A pocos metros de la puerta, silbé para llamar a mi perro, Brownie, un labrador color chocolate. El nombre se lo había puesto mi madre, cuando lo encontró hace tres veranos en el camino al pueblo. No era más que un cachorro y alguien lo había arrojado desde una furgoneta. Mi padre se rió del nombre que había escogido mi madre, dijo que para un perro grande era demasiado dulce, pero al mirar la sonrisa en la cara de mi madre no dijo nada más.

En cuanto abrí la puerta, Brownie se abalanzó sobre mí lamiéndome la cara. Le aparté y encendí la luz. La casa estaba caliente y olía un poco a humedad. Mi padre se había vuelto a dejar abierta la puerta que comunicaba con el garaje.
Mi padre se acercó a la cocina y cogió otra caja de cervezas. Se fue con ellas hasta el salón, se sentó en el sofá y puso un partido en la tele. Subí a mi cuarto y me tumbé en la cama. Miré las estrellas que había pintadas en el techo. Siempre han estado ahí. Las pintó mi madre cuando supo que estaba embarazada de mí. Me encantaba que me contase esa historia. Me decía que de esa manera mis sueños no tendrían fronteras, pues podrían viajar por todo el espacio. Mi madre había pintado las estrellas como puntos diminutos blancos, unas juntas a otras, o separadas, imitando las fotografías de la vía láctea de los libros, el fondo era de un color azul oscuro.

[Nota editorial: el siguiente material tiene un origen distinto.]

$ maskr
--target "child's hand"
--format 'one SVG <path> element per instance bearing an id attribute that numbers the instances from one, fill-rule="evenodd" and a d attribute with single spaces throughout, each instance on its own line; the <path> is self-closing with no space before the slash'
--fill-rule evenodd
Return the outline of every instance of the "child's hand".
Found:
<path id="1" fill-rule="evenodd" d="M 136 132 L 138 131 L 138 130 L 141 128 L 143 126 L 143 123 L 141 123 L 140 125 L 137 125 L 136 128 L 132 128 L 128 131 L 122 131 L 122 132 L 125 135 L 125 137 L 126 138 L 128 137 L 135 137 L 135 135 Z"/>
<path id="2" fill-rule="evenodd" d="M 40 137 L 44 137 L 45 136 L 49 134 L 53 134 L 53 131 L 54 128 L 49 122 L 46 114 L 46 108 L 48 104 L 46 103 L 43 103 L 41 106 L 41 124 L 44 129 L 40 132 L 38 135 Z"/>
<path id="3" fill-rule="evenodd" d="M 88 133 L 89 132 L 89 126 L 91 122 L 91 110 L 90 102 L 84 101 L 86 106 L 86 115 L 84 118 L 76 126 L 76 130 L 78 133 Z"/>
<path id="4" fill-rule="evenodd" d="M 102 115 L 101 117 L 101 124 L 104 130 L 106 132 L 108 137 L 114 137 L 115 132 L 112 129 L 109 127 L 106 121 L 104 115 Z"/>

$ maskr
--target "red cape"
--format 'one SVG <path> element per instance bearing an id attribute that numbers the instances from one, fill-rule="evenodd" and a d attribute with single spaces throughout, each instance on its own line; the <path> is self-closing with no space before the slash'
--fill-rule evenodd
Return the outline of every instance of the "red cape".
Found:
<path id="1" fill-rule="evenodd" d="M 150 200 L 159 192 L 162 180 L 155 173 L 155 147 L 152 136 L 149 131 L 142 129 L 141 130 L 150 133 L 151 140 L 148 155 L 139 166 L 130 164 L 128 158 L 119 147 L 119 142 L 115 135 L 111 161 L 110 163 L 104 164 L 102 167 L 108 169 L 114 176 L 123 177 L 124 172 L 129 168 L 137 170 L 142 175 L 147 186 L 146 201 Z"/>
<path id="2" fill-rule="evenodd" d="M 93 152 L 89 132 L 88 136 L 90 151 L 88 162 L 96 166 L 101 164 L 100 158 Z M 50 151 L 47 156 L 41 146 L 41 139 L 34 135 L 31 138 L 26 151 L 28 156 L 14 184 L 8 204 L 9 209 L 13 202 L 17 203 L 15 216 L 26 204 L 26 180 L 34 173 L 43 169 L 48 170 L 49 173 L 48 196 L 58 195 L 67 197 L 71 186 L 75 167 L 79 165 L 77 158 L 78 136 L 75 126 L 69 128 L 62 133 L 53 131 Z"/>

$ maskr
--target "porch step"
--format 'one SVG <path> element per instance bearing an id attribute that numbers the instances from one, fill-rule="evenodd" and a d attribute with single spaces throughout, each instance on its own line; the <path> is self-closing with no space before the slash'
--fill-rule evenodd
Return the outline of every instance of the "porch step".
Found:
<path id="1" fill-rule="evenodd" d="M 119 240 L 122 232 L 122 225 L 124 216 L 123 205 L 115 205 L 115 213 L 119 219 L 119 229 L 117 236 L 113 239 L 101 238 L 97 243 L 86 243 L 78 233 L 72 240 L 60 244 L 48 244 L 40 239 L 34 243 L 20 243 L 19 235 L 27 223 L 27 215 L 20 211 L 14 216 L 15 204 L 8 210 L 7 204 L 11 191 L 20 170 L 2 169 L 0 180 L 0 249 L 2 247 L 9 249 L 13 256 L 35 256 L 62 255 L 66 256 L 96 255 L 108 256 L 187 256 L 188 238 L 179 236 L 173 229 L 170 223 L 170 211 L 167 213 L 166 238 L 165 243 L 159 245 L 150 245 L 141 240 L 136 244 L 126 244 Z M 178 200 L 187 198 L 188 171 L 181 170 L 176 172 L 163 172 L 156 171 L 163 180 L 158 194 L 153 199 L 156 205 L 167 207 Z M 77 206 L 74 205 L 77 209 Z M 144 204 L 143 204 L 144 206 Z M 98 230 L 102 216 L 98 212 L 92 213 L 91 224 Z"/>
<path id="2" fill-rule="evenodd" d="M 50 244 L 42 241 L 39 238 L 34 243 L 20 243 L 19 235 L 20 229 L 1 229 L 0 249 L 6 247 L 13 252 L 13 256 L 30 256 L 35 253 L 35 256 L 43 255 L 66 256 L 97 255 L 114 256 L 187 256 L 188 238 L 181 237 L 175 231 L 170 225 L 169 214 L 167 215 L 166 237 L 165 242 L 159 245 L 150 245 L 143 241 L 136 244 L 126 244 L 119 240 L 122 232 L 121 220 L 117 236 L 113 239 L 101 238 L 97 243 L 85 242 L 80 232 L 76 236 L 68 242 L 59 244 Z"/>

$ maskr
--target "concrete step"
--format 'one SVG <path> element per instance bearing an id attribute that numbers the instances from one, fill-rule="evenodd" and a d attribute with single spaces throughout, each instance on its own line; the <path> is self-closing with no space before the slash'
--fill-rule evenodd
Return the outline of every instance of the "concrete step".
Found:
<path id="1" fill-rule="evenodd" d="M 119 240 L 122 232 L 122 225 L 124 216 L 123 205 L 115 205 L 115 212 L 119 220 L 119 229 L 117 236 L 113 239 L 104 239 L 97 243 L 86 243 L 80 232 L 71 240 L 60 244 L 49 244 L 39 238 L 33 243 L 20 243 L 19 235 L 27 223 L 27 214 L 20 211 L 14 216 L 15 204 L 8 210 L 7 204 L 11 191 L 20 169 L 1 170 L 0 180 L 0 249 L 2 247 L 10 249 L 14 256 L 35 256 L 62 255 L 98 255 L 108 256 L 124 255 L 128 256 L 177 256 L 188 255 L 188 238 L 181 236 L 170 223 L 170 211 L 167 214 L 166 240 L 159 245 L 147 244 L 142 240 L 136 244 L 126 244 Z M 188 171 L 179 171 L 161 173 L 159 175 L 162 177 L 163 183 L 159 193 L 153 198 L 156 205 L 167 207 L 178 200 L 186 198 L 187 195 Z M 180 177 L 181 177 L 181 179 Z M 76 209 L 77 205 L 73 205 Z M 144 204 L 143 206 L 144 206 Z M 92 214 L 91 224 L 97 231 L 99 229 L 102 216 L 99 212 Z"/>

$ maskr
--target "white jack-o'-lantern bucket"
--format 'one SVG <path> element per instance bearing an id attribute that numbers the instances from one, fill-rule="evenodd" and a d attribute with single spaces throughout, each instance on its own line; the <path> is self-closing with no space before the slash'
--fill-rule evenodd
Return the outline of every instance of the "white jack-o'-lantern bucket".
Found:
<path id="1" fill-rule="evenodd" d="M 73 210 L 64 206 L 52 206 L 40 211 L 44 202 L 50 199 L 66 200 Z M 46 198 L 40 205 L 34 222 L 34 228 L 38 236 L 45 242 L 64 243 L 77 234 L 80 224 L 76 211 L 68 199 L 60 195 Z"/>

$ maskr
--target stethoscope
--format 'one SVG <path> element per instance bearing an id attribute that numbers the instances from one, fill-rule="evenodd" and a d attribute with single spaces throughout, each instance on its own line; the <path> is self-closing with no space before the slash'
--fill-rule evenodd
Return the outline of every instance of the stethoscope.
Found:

Al rato bajé a la cocina y abrí la nevera. En una caja estaba la tarta que me había traído Pete esta mañana. Era de manzana. La había hecho su madre. La saqué y la puse en la mesa, para que no estuviera demasiado fría.
Me acerqué al salón. Mi padre se había dormido. Le quité las botas y le tapé con una manta. Igual que hacía mi madre. Fui a la cocina y abrí una lata de judías. Cogí una sartén y freí los filetes de cerdo que había comprado esa mañana. Calenté las judías en un cazo y lo puse todo en los platos. Llamé a mi padre, que arrastrando los pies vino hasta la cocina. Me pasó una mano por el pelo y se sentó. Empezamos a comer.